I did not have an early start and got to where I parked right off of FR418 at 11:00. By the time I sorted out my gear and started hiking, it was 11:30. I grossly underestimated the time required. I figured it was only 7 miles, even with the snow, I'd give it 6 hours which would be plenty. But it turned out to be 11.2 miles and took me 8 hours and change.

I used the official driving GPS directions and they ended right on FR418. I later learned I apparently "missed" the turn off to the trailhead (there was probably a clear sign too). Well, this official GPS route does not turn from FR 418 and ends right on it way past that turn off. I had not done this loop before so I wasn't quite alarmed when I didn't see the TH or any trails where I had to park, until I checked the actual route of hike I had downloaded when I noticed I was about 1/2-3/4 of a mile off from the TH. Oh well, I just cross countried to the TH on snowshoes.

Everything was blanketed with snow and you couldn't quite tell where the trails were. Saw a cow elk carcass that had been fed on by many animals. Depths of accumulation varied in areas: some maybe only 6-8 inches while others make Wiski sink to her withers. From the start of the lasso, someone had blazed the trail (with skis??) a couple of days prior and it was easy to follow.
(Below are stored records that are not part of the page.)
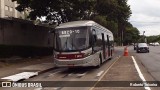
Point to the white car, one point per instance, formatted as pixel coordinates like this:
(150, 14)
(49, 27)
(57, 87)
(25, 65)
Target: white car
(156, 44)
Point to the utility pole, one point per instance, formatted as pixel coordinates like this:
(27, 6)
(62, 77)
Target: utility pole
(144, 37)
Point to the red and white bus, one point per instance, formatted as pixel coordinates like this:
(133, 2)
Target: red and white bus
(82, 43)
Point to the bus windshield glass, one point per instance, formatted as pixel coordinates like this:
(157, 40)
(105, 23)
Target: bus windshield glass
(72, 39)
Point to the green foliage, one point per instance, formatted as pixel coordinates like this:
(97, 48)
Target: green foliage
(131, 34)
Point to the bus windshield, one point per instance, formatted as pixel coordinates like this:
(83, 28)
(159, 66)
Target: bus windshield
(71, 39)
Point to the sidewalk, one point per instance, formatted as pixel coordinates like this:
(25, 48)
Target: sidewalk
(26, 69)
(122, 72)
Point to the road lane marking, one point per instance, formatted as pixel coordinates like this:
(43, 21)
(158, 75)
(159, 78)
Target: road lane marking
(140, 73)
(82, 74)
(20, 76)
(104, 73)
(100, 73)
(52, 74)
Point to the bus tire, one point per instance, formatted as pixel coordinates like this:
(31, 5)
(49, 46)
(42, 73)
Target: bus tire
(100, 61)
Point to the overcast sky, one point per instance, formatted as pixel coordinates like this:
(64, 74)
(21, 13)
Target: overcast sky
(145, 16)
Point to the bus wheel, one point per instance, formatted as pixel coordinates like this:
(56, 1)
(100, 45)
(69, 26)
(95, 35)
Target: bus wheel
(99, 61)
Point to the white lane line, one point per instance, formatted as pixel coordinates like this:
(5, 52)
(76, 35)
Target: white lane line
(100, 73)
(82, 74)
(140, 73)
(52, 74)
(20, 76)
(106, 71)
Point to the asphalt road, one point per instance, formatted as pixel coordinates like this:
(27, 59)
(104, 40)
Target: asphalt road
(78, 74)
(151, 60)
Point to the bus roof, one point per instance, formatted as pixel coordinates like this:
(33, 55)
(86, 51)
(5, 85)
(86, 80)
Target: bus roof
(81, 23)
(76, 24)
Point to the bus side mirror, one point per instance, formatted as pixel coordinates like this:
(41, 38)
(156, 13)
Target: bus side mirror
(95, 38)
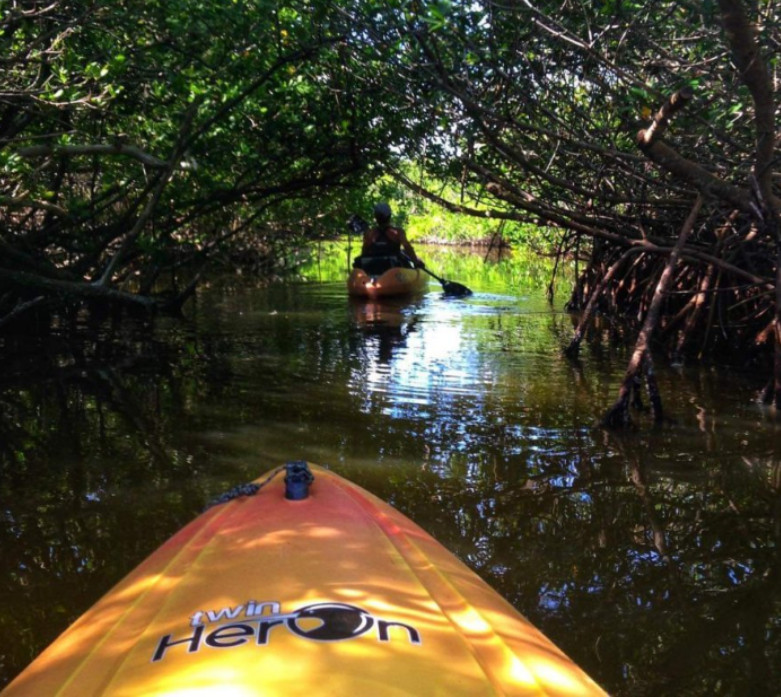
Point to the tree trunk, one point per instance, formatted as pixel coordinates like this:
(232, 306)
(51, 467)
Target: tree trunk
(618, 415)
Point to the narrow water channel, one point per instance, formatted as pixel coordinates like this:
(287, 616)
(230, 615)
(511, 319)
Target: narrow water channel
(650, 557)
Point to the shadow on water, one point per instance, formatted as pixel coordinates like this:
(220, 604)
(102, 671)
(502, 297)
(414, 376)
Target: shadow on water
(651, 558)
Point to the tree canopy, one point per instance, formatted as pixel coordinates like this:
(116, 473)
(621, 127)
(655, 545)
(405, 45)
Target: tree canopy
(137, 137)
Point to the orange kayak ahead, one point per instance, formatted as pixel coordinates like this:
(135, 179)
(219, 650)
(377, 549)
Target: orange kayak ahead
(395, 281)
(330, 593)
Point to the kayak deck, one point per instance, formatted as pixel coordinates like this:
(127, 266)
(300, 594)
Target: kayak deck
(337, 593)
(393, 282)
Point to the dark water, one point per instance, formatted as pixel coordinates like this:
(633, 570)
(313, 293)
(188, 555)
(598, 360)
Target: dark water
(651, 558)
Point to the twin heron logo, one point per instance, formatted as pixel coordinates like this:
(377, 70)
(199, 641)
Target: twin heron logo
(255, 623)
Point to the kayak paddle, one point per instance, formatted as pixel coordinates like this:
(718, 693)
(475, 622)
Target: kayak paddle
(457, 290)
(358, 225)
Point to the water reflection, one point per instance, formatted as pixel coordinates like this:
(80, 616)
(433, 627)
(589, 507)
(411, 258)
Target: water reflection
(652, 558)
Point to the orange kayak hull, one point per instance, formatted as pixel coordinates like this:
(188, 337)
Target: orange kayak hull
(394, 282)
(337, 593)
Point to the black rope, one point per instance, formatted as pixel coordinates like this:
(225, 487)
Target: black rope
(249, 489)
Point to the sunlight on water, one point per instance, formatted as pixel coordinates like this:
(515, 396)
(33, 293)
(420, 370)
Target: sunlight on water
(463, 412)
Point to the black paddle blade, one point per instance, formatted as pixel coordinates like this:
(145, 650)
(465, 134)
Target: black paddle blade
(455, 290)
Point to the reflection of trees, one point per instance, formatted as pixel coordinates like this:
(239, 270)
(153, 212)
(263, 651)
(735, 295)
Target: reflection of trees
(87, 470)
(683, 575)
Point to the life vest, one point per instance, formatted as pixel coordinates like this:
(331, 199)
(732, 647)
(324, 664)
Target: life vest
(382, 245)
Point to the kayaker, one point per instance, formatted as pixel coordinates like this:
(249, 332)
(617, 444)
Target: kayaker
(385, 240)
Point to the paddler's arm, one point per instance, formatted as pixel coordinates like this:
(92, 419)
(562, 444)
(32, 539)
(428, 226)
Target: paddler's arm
(409, 250)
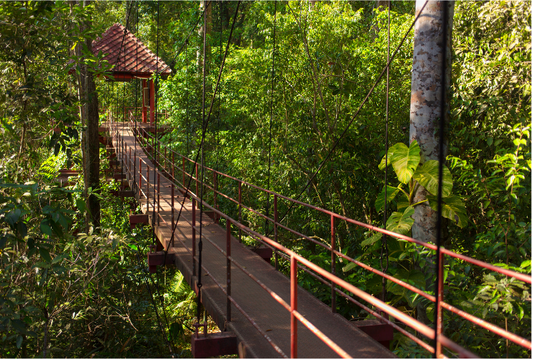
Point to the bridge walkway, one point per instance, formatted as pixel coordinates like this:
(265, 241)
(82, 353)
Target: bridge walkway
(261, 323)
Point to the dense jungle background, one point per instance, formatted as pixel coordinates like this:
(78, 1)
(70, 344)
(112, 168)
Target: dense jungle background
(295, 74)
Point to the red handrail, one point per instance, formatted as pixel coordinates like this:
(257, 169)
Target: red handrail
(330, 276)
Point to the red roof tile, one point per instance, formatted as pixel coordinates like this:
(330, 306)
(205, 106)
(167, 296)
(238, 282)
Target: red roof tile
(128, 54)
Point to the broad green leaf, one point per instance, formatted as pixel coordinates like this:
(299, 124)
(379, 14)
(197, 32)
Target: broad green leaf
(372, 239)
(45, 254)
(80, 203)
(428, 176)
(45, 228)
(453, 208)
(400, 222)
(349, 267)
(405, 160)
(391, 193)
(390, 154)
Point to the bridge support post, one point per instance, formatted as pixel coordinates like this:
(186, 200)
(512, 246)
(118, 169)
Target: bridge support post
(294, 307)
(213, 345)
(333, 265)
(193, 224)
(159, 258)
(276, 255)
(228, 270)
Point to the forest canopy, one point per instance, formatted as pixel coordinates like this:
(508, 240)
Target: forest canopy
(295, 74)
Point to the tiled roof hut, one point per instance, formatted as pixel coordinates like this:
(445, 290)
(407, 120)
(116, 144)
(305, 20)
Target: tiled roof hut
(132, 59)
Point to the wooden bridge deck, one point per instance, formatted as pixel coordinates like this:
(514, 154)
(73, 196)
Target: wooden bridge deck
(262, 308)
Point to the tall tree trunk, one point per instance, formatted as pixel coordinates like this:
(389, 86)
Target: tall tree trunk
(426, 87)
(90, 143)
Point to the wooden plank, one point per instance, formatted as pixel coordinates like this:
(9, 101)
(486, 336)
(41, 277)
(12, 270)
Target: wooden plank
(259, 306)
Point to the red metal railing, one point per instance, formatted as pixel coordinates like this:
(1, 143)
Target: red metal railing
(166, 161)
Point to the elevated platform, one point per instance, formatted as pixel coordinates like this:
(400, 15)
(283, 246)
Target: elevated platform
(261, 310)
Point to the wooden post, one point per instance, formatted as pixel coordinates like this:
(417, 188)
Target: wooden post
(152, 102)
(228, 270)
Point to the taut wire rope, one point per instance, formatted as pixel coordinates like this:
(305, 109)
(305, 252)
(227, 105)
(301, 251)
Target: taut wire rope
(442, 123)
(205, 125)
(384, 248)
(336, 143)
(190, 32)
(273, 76)
(201, 151)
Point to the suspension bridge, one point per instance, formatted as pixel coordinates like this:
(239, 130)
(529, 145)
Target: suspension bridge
(260, 311)
(248, 298)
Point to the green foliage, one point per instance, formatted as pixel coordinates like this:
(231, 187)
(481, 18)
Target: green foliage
(406, 164)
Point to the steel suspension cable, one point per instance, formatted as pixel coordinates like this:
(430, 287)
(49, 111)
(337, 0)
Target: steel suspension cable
(156, 149)
(201, 151)
(273, 76)
(442, 123)
(190, 32)
(205, 126)
(384, 247)
(337, 141)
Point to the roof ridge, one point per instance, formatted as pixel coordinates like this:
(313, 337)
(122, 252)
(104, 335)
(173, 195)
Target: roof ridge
(118, 37)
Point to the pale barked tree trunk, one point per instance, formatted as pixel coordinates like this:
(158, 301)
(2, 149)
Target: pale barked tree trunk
(426, 87)
(90, 144)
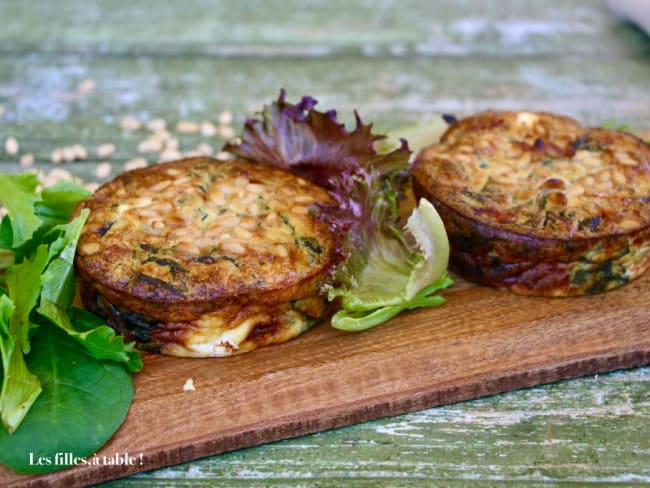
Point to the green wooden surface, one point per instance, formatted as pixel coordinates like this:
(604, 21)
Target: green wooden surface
(397, 62)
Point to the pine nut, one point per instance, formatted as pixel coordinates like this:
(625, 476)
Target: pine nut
(629, 224)
(208, 129)
(105, 150)
(187, 127)
(103, 170)
(188, 248)
(303, 199)
(11, 146)
(135, 164)
(86, 86)
(242, 233)
(27, 160)
(625, 159)
(161, 185)
(300, 210)
(90, 248)
(130, 123)
(281, 251)
(156, 124)
(233, 247)
(225, 117)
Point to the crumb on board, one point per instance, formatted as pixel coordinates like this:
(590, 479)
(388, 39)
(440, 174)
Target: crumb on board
(189, 385)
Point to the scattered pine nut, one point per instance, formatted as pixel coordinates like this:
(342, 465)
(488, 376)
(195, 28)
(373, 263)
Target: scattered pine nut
(68, 153)
(205, 149)
(130, 123)
(27, 160)
(156, 124)
(208, 129)
(226, 131)
(150, 145)
(187, 127)
(11, 146)
(56, 156)
(170, 154)
(172, 143)
(103, 170)
(86, 86)
(225, 117)
(189, 385)
(105, 150)
(135, 164)
(79, 152)
(91, 187)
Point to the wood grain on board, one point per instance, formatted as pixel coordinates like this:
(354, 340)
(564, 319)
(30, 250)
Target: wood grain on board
(482, 341)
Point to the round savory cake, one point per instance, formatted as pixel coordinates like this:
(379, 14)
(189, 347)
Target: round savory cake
(200, 257)
(538, 204)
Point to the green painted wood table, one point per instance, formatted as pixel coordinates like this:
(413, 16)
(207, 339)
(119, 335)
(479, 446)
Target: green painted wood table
(78, 78)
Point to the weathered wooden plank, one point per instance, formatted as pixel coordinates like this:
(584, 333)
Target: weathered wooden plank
(317, 28)
(590, 430)
(44, 110)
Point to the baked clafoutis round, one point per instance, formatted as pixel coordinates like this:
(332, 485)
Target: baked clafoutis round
(200, 257)
(538, 204)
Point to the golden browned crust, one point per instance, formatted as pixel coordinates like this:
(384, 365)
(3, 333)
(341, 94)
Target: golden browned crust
(200, 257)
(182, 238)
(538, 204)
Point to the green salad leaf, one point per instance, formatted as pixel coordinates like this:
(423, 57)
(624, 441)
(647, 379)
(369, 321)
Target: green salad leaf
(386, 265)
(83, 403)
(52, 353)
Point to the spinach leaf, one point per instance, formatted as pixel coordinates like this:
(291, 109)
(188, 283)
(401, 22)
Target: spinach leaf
(18, 197)
(97, 338)
(83, 403)
(20, 388)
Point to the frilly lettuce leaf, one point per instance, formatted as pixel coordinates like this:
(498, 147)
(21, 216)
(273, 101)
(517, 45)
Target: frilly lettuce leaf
(386, 264)
(37, 247)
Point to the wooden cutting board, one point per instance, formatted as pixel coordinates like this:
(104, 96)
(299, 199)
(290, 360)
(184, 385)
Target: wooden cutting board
(482, 341)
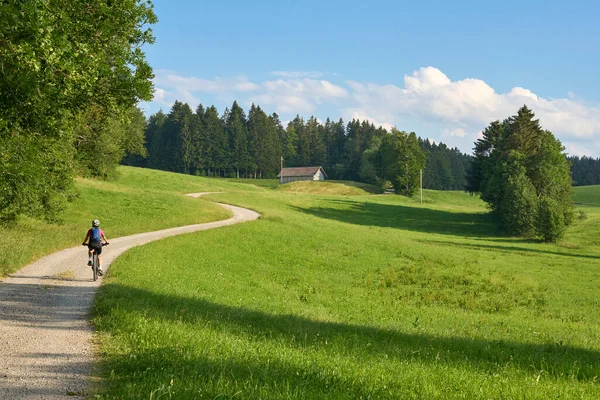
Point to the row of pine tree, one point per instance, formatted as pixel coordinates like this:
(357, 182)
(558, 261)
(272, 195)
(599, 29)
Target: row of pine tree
(238, 145)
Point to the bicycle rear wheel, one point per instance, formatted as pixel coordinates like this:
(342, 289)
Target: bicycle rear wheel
(95, 266)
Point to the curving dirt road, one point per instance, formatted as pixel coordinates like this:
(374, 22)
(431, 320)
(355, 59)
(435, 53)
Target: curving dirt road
(45, 334)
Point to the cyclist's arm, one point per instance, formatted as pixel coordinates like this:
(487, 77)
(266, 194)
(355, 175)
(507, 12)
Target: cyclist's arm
(86, 237)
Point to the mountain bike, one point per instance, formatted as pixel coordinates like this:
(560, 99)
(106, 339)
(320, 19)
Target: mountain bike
(95, 261)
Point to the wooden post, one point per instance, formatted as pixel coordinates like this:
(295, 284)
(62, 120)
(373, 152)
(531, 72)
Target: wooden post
(421, 178)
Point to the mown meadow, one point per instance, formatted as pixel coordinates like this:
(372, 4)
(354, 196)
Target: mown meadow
(123, 206)
(350, 296)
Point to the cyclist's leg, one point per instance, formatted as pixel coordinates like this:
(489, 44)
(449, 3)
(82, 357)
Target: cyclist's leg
(99, 251)
(90, 254)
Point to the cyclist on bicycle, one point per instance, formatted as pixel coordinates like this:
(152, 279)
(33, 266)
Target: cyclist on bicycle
(96, 236)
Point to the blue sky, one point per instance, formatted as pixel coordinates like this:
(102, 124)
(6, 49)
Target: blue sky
(442, 69)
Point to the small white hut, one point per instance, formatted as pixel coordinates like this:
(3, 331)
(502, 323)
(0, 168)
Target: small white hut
(301, 174)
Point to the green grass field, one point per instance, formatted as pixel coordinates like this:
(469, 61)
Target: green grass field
(336, 296)
(135, 202)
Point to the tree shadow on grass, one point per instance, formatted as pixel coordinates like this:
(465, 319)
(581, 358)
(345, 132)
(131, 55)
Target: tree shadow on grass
(417, 219)
(339, 341)
(512, 249)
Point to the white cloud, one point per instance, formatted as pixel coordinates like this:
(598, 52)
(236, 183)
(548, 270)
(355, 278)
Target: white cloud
(427, 101)
(457, 132)
(298, 74)
(298, 95)
(429, 94)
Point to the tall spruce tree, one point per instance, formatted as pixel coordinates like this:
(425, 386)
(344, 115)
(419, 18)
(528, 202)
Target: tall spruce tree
(521, 171)
(237, 132)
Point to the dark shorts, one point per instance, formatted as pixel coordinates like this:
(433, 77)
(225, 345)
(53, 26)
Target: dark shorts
(96, 246)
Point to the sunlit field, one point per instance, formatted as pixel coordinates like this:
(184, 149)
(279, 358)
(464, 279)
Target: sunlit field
(338, 296)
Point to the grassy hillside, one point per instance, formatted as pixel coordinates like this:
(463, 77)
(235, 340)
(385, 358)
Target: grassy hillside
(342, 188)
(587, 195)
(138, 201)
(352, 297)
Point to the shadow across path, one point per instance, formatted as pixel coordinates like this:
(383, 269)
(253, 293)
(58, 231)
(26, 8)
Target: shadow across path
(339, 341)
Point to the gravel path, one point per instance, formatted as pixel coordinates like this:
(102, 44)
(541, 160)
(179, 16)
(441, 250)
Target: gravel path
(46, 349)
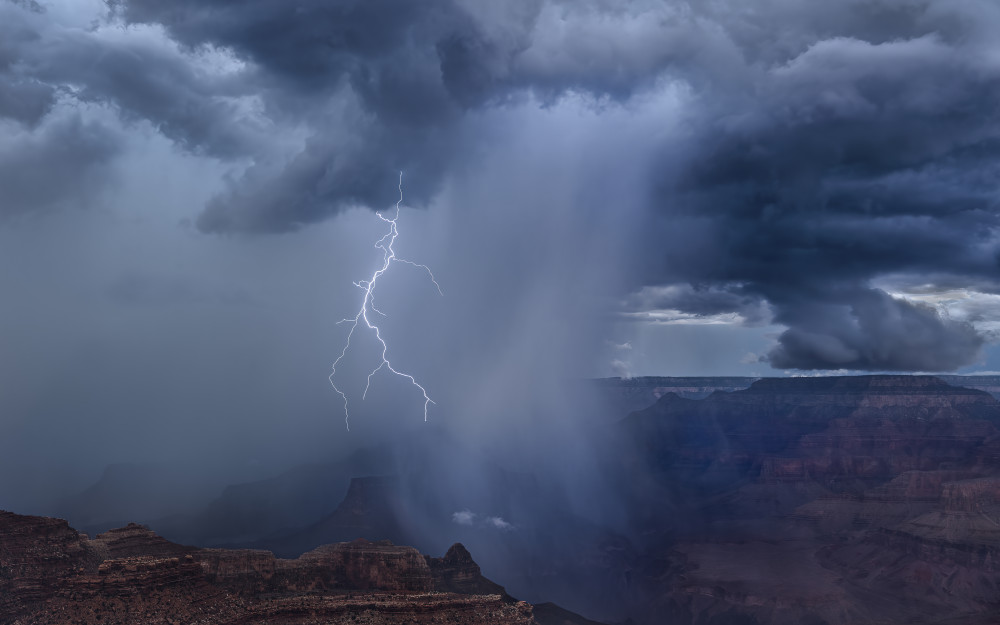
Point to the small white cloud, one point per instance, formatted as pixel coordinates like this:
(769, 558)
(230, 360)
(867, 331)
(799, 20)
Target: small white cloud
(621, 368)
(471, 519)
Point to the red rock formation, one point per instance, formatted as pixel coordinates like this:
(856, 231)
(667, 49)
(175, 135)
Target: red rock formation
(49, 573)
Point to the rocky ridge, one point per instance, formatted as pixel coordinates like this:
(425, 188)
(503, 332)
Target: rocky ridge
(50, 573)
(828, 501)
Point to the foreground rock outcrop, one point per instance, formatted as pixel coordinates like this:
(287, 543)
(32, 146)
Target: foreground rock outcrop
(50, 573)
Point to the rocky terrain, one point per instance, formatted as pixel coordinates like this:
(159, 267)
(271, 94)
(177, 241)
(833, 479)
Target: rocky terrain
(50, 573)
(818, 500)
(861, 500)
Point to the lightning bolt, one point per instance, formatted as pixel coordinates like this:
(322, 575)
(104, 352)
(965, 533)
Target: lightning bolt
(368, 304)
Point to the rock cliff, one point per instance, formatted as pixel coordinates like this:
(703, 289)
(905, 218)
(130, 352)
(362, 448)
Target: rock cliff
(872, 499)
(50, 573)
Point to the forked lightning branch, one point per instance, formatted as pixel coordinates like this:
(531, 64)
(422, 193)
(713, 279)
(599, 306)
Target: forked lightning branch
(368, 306)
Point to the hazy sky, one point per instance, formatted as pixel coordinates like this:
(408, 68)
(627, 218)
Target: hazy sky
(187, 191)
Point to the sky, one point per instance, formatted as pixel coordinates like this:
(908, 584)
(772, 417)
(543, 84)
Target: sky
(189, 190)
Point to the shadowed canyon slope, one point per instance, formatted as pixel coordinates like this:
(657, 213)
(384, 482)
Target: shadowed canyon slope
(50, 573)
(818, 500)
(825, 501)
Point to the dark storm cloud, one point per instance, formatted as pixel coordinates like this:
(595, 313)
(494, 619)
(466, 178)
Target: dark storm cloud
(819, 148)
(64, 162)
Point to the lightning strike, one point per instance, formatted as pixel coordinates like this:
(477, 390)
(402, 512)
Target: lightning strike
(368, 304)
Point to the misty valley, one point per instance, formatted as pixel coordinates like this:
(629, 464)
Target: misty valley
(821, 500)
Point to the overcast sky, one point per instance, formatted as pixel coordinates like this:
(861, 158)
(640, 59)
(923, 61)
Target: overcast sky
(188, 191)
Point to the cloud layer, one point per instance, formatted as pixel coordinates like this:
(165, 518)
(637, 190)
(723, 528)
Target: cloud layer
(786, 157)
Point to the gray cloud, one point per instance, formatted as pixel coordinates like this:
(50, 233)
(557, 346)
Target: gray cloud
(810, 151)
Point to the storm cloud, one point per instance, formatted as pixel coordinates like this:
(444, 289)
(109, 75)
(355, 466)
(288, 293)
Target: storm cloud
(789, 157)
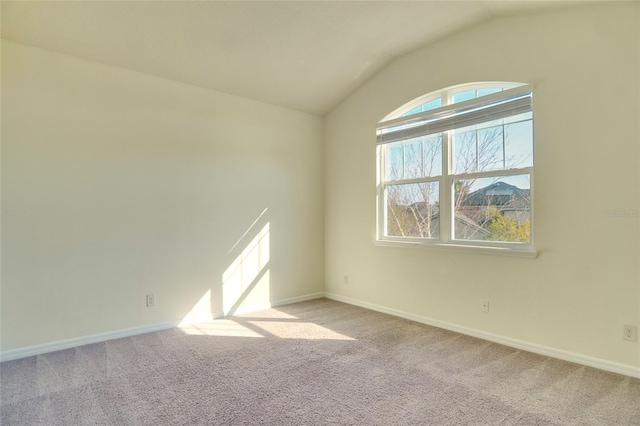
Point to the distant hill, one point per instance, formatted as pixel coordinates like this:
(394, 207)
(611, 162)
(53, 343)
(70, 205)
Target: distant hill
(498, 194)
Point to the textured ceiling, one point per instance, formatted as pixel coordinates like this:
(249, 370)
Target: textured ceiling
(305, 55)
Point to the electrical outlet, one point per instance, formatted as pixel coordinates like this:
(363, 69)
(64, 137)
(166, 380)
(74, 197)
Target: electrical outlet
(151, 300)
(630, 332)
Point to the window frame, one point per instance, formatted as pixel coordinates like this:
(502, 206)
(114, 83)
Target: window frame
(446, 236)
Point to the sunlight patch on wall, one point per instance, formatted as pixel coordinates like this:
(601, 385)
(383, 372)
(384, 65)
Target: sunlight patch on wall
(244, 273)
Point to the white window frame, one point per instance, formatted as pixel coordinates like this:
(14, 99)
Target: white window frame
(448, 177)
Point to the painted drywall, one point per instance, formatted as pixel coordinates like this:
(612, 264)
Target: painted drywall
(116, 184)
(585, 283)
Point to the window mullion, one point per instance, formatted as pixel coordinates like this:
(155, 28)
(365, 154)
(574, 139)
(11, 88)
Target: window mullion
(446, 208)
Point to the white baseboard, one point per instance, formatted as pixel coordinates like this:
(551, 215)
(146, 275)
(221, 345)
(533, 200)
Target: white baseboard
(598, 363)
(80, 341)
(117, 334)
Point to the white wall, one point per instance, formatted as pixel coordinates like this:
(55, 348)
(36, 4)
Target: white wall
(585, 284)
(117, 184)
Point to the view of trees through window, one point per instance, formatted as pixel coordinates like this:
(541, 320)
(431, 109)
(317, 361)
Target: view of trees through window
(486, 179)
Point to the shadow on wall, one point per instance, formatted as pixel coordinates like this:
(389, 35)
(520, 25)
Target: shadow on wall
(245, 282)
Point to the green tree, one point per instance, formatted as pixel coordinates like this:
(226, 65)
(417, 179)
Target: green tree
(503, 228)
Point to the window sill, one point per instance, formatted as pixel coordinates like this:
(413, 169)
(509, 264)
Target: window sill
(525, 252)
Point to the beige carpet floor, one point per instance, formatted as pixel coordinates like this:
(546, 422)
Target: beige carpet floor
(314, 363)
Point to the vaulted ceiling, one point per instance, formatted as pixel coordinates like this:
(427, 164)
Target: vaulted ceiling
(304, 55)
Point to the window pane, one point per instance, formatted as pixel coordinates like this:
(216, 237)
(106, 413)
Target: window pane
(519, 144)
(412, 111)
(413, 210)
(493, 146)
(485, 92)
(464, 96)
(436, 103)
(465, 151)
(432, 155)
(393, 160)
(493, 209)
(414, 158)
(432, 104)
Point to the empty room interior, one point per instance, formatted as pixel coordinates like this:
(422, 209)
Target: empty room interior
(320, 213)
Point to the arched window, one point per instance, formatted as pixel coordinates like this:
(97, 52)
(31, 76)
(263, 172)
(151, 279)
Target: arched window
(456, 168)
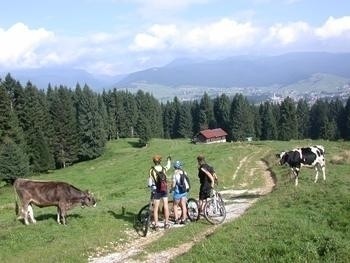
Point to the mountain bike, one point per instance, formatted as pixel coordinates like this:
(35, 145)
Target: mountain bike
(214, 208)
(145, 215)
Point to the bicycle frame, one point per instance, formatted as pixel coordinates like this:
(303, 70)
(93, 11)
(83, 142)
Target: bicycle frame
(214, 209)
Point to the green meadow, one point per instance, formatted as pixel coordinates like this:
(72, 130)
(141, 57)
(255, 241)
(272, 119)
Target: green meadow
(308, 223)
I did counterclockwise Abineau first and got to the junction with Bear Jaw / Inner Basin. Going was really slow though and it was a lot of work pulling myself out even with snowshoes on. I didn't turn on it right away and instead kept going toward the ridgeline above wanting to get higher. I went maybe 1/3 - 1/2 of the way and had to abandon that plan because I realized that I was running out of light. So I started back down on Bear Jaw, which was all pristine and fresh powder. I don't think anyone had been on it in at least the last 1.5 weeks. I didn't see any recent entries on the TH register either. It was slow going and only the steep declines in sections felt like downhill. The slight declines most of the way did not feel like downhill at all and still felt like climbing lol. I didn't have time to take a real break on this hike, but often times I'd stop for just 30 seconds after every couple of hundred steps to rest my worn out hips and lower back and for Wiski to catch up. Poor girl was getting really exhausted from having to exert so much energy pulling herself out of the snow and with freezing paws. But she troopred on like she always does. We ended up hiking with headlamp for a couple of hours. It was cool to hear nothing but the wind and crushing of the snow by the snowshoes in the dead of the night. The stars were absolutely stunning. I wish I could have captured them on camera.

It was beautiful up there with the snow. The aspens are still gorgeous, even without the leaves, especially with the olive drab color among all the green pines covered by white snow. A nice hike!